From my experience dell has the cheapest, most graphic capable laptops. They don’t offer it on the website anymore (because they just came out with a new duel core version) but the inspiron 9300 is just about the most powerful, most upgradeable (rare with laptops), and well priced notebook around.

It has the same parts as their overpriced XPS line except a "weaker" graphics card which comes in two versions; the x300 and the 6800go. The x300 is slower and will run older games like FS2004 but probably not at high settings. The 6800go will smoke some desktops, and both are upgradeable. (I have a 6800go and can play every game on the market with max settings, while my girlfriend has the x300 and can play exery game on medium-low settings). It’s kind of big (17in screen) but a larger laptop is probably the only way you will be able to run graphically intense games.
Plus the mother board is both processor upgradeable, and GPU (graphics) upgradeable. That means if you really wanted, when flight sim X comes out, you could run it at maxed settings if you upgraded to the 7800go graphics card (about $260 us, which is cheaper than it would be to put in a desktop). You probably wouldnt, but its nice to know that you can. The 6800go will still be able to run it almost maxed.

Dell just stopped selling this specific model retail, so you would have to look online at eBay or elsewhere. I’m sure electronics stores still have plenty of stock. You can probably find one for around 1400 US, Just make sure you get the version with a 6800go graphics card and you should be good.
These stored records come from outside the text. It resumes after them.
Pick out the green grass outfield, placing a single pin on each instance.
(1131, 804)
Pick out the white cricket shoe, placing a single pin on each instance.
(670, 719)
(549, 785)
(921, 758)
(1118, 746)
Dell still does however offer the 6000d model online which is smaller and comes with the x300 graphics card, but it is not upgradible.
Alienware and Sager also offer similar machines for about twice the price.



Some general advice on purchasing a laptop:

The processor and graphics speed are most likely non upgradeable (they will become less useful in the future) so go for a more powerful processor over a big hard drive or memory.

Buy the least amount of system memory from the retailer: it’s over priced, you can find it cheaper at places like www.crucial.com and it’s very easy to install yourself.

Same goes for the hard drive: if you buy it separately its MUCHH cheaper (also not too hard to install)



Hope that helps, Aaron

Last edited by AaronBaird; 9th Feb 2006 at 10:11.